In [1]:
import pandas as pd
import numpy as np
from sklearn.linear_model import Ridge
from sklearn.metrics import roc_auc_score
from sklearn.model_selection import StratifiedKFold
import os

# --- [1] 경로 및 파일 설정 ---
DATA_PATH = '../../data/raw/'
OOF_PATH = './oof_data/'
SUB_PATH = './submissions/'

M1_OOF = 'exp11_sota_AUC_0.77212.npy'
M4_OOF = 'exp15_snn_AUC_0.77330.npy'
M7_OOF = 'exp25_m7_Refined_AUC_0.77375.npy'

M1_SUB = '0130-1923.csv'
M4_SUB = 'Diversity_Focal_SNN_AUC_0.7708.csv'
M7_SUB = 'm7_Refined_test_preds.csv'

# --- [2] 데이터 로드 및 인덱스 정합성 ---
train_df = pd.read_csv(f'{DATA_PATH}train.csv')
a_cols = [f'Q{i}A' for i in 'abcdefghijklmnopqrst']
m1_idx = train_df[train_df.familysize <= 50].index
m7_mask = (train_df.familysize <= 50) & (train_df[a_cols].std(axis=1) > 0)
m7_idx = train_df[m7_mask].index
train_y = (2 - train_df.loc[m7_idx, 'voted'].to_numpy()).astype(np.float32)
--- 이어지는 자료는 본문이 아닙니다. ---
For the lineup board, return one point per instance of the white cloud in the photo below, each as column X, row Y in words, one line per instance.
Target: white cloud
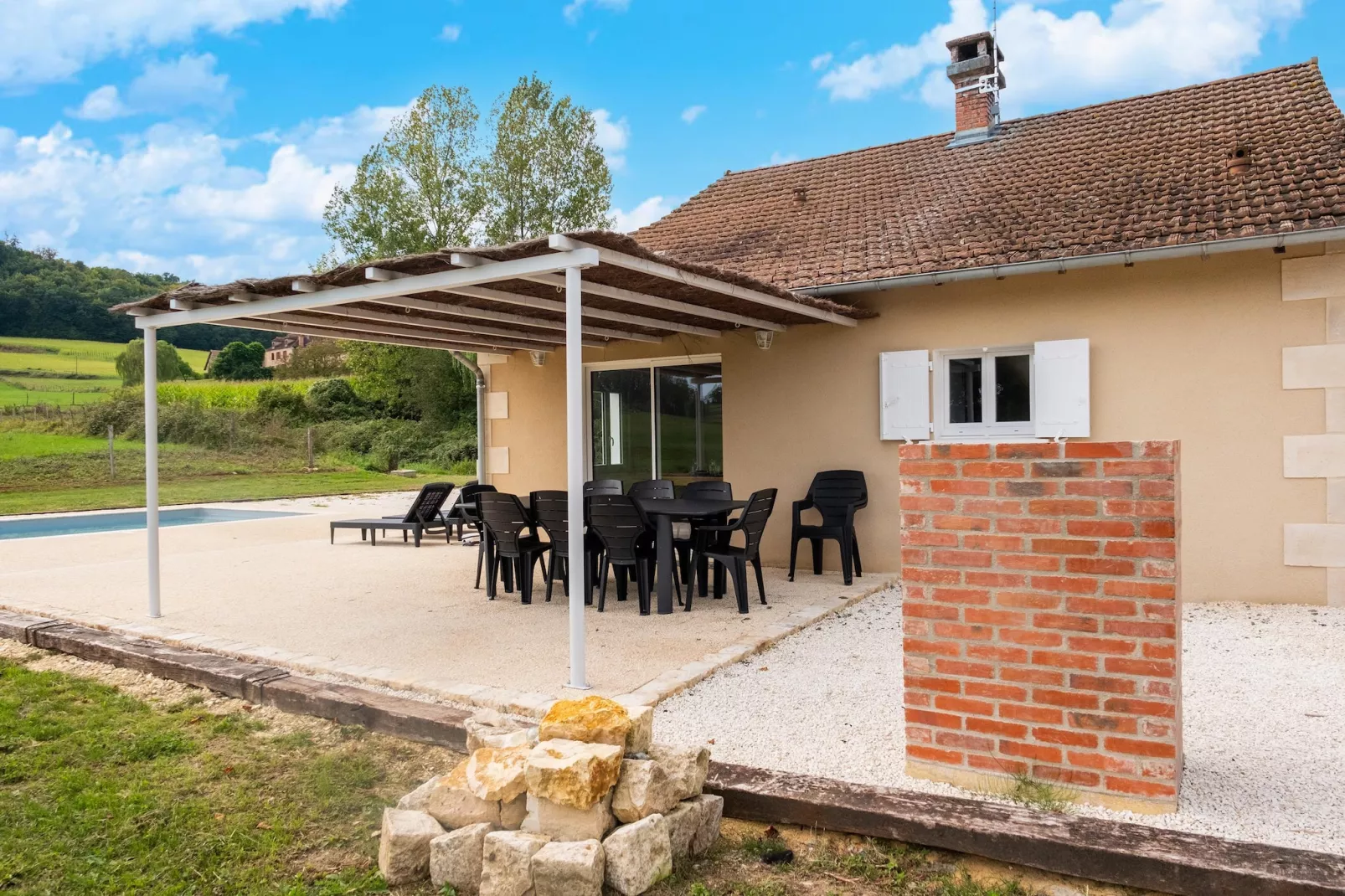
column 54, row 39
column 100, row 106
column 646, row 213
column 575, row 8
column 692, row 113
column 611, row 137
column 170, row 199
column 162, row 88
column 1141, row 44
# --- [3] OOF 정렬 및 랭크 변환 ---
def get_aligned_rank(file_name, origin_idx, target_idx):
    raw = np.load(f'{OOF_PATH}{file_name}')
    df = pd.DataFrame(raw, index=origin_idx, columns=['val'])
    aligned = df.reindex(target_idx)['val'].values
    return pd.Series(aligned).rank(pct=True).values

r1 = get_aligned_rank(M1_OOF, m1_idx, m7_idx)
r4 = get_aligned_rank(M4_OOF, m1_idx, m7_idx)
r7 = pd.Series(np.load(f'{OOF_PATH}{M7_OOF}')).rank(pct=True).values

X_stack = np.stack([r1, r4, r7], axis=1)

# --- [4] 메타 모델 학습 (Ridge) ---
# Ridge는 L2 규제를 통해 가중치가 특정 모델에 과하게 쏠리는 것을 방지합니다.
meta_model = Ridge(alpha=1.0)
meta_model.fit(X_stack, train_y)

stack_oof = meta_model.predict(X_stack)
stack_auc = roc_auc_score(train_y, stack_oof)

print('-' * 50)
print('exp32: Stacking (Ridge) Result')
print(f'Meta-Weights (m1, m4, m7): {meta_model.coef_}')
print(f'Stacking Local AUC: {stack_auc:.5f}')
print('-' * 50)

# --- [5] 테스트 데이터 적용 ---
def get_test_rank(file_name):
    probs = 2.0 - pd.read_csv(f'{SUB_PATH}{file_name}')['voted']
    return probs.rank(pct=True).values

t1 = get_test_rank(M1_SUB)
t4 = get_test_rank(M4_SUB)
t7 = get_test_rank(M7_SUB)

X_test_stack = np.stack([t1, t4, t7], axis=1)
final_preds = meta_model.predict(X_test_stack)

# 제출 파일 생성
sub = pd.read_csv(f'{DATA_PATH}sample_submission.csv')
sub['voted'] = 2.0 - pd.Series(final_preds).rank(pct=True).values # 랭크 기반 최종 보정
output_name = f'{SUB_PATH}exp32_stacking_ridge_{stack_auc:.5f}.csv'
sub.to_csv(output_name, index=False)
print(f'Stacking submission saved: {output_name}')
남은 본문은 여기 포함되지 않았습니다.